Plusieurs milliers de personnes, 3000 personnes à Saint Petersbourg selon les medias proches de l’opposition, ont manifesté samedi dans plusieurs villes de Russie pour exiger la libération du leader de l’opposition Alexeï Navalny – actuellement en prison – et la démission de Vladimir Poutine qui fêtait le même jour ses soixante-cinq ans.

 

 À Moscou, contrairement aux meetings précédents, la police n’a procédé à aucune arrestation notable malgré l’interdiction du rassemblement, laissant près de 700 manifestants selon la police, défiler aux alentours de la place Rouge et de la place Pouchkine, se permettant également de passer devant le siège de Douma, le parlement fédéral. Au total selon OVD Info, il y a eu 262 arrestations dans 27 villes, dont 66 pour la seule ville de Saint-Pétersbourg, où les interpellations ont été brutales.

Le leader de l’opposition, Alexeï Navalny, qui s’est fait une spécialité de dénoncer la corruption des élites russes, purge lui-même une peine de vingt jours de prison pour avoir appelé il y a deux semaines à un rassemblement à Nijni Novgorod, décrété interdit par les autorités.

La participation de samedi était largement inférieure aux deux éditions précédentes qui avaient eu lieu au printemps et avant l’été, et ceci en attendant un autre rassemblement test prévu plus tard dans la soirée à Saint-Pétersbourg, la ville où le chef du Kremlin avait entamé son ascension politique dans les années 90. Comme toutes les autres, cette manifestation est également non autorisée.

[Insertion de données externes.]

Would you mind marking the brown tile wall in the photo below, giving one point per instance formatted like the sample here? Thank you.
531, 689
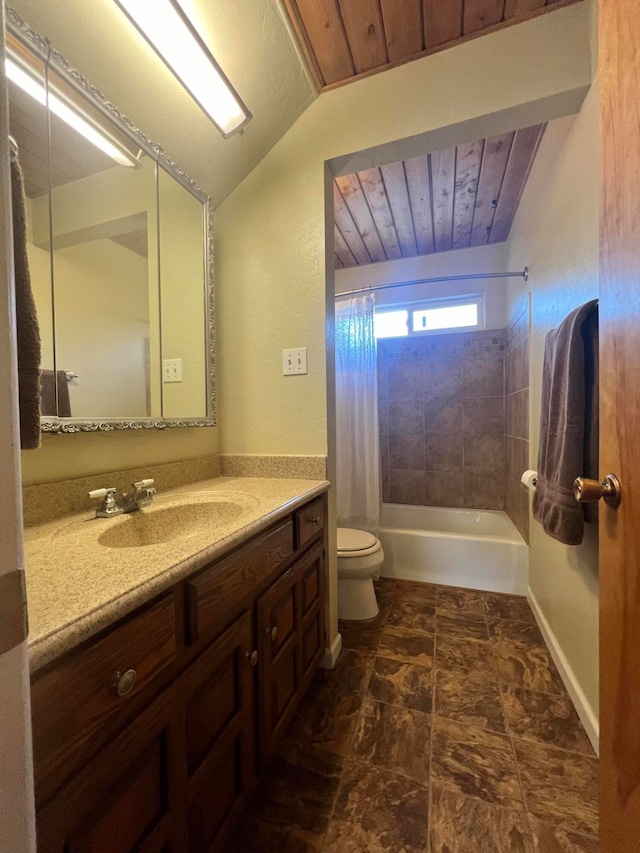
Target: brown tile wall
516, 386
441, 405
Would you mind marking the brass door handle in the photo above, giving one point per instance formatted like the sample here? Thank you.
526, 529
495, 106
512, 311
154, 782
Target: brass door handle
589, 491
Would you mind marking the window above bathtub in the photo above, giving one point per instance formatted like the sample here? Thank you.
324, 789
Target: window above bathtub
430, 316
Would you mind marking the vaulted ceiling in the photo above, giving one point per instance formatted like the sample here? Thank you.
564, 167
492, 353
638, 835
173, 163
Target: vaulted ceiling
451, 199
347, 39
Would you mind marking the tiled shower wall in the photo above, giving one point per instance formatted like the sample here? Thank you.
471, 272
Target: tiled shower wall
516, 381
441, 406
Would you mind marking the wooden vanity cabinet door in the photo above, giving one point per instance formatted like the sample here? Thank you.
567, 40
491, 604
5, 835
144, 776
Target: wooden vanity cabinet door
220, 736
129, 798
290, 643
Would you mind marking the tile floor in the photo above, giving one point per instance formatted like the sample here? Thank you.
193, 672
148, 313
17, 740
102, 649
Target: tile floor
444, 728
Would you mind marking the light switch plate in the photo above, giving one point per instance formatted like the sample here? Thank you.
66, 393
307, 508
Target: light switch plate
294, 361
172, 370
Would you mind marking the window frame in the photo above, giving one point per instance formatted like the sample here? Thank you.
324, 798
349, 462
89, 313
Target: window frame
434, 303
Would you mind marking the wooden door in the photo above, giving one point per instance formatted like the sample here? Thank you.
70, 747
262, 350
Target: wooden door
290, 643
619, 71
218, 692
130, 797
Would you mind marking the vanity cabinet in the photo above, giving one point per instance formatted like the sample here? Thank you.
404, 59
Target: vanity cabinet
289, 643
164, 759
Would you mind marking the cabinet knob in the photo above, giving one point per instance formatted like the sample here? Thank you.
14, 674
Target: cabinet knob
123, 684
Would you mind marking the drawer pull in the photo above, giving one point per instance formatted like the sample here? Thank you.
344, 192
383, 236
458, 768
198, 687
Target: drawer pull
124, 683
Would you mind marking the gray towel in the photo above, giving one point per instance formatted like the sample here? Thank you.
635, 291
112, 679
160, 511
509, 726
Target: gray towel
27, 330
568, 423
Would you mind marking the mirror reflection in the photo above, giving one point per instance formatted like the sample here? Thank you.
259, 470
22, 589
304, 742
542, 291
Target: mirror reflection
118, 259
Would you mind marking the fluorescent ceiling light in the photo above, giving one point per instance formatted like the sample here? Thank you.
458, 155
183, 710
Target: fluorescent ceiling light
171, 35
35, 88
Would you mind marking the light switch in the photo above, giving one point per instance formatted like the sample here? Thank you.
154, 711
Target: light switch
172, 370
294, 361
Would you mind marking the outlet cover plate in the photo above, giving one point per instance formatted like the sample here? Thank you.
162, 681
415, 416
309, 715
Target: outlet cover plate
172, 370
294, 361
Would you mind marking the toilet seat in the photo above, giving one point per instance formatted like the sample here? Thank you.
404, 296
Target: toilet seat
356, 543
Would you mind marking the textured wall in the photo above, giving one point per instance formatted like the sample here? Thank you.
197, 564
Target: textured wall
441, 408
556, 233
516, 403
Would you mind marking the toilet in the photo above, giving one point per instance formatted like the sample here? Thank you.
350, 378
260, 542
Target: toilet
360, 557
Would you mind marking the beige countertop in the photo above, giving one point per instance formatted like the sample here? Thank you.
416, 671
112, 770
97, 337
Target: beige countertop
77, 586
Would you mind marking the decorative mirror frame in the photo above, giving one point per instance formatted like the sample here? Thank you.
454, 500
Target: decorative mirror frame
43, 48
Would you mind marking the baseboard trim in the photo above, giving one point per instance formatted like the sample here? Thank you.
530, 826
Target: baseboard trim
332, 653
582, 706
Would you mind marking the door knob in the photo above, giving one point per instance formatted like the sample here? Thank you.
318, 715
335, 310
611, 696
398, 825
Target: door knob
588, 491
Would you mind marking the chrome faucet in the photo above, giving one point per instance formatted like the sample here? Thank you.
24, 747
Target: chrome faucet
142, 495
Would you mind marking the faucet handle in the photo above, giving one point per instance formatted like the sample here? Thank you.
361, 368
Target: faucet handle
109, 505
143, 484
102, 493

«Poutine voleur», «le pouvoir c’est nous», «impeachment», «Liberté pour Navalny», «la Russie sera libre»… Tels étaient les slogans les plus communément partagés dans la capitale russe par une foule composée presque exclusivement de jeunes moscovites. «Poutine mène le pays nulle part, nous avons vraiment besoin de changements», expliquait Janna, en compagnie de deux de ses camarades, plus jeunes que leurs 18 ans affichées publiquement. Un manifestant tenait au bout d’un manche à balai un carton emballé dans un paquet cadeau, avec un message en lettres noires: «À la retraite!». Après dix sept ans de pouvoir ininterrompu, le chef du Kremlin, 65 ans samedi, devrait briguer un quatrième mandat pour les élections présidentielles de mars 2018, qui le mènerait alors jusqu’en 2024.

«Si seulement Navalny était autorisé à se présenter, ce serait une grande victoire. Dans le cas cas contraire, ça peut devenir plus violent», pronostiquait Pacha, étudiant dans une université dont il préfère le nom par crainte des représailles: cette semaine, la direction de sa faculté l’avait convoqué lui et tous ses camarades pour les dissuader de participer à la manifestation.

Déjà condamné à deux ans et demi de prison avec sursis pour détournement de fonds, Alexeï Navalny devrait logiquement être interdit de participation à la campagne électorale. Ce qui ne l’empêche pas d’ouvrir des bureaux de campagne dans plusieurs villes russes afin d’élargir sa base. Un grand nombre de Russes ignorent même jusqu’à son existence, Vladimir Poutine, comme la télévision publique, s’abstenant de prononcer son nom. Samedi, plusieurs membres de son état major ont été arrêtés. Son principal lieutenant, Leonid Volkov, est également en prison depuis une semaine.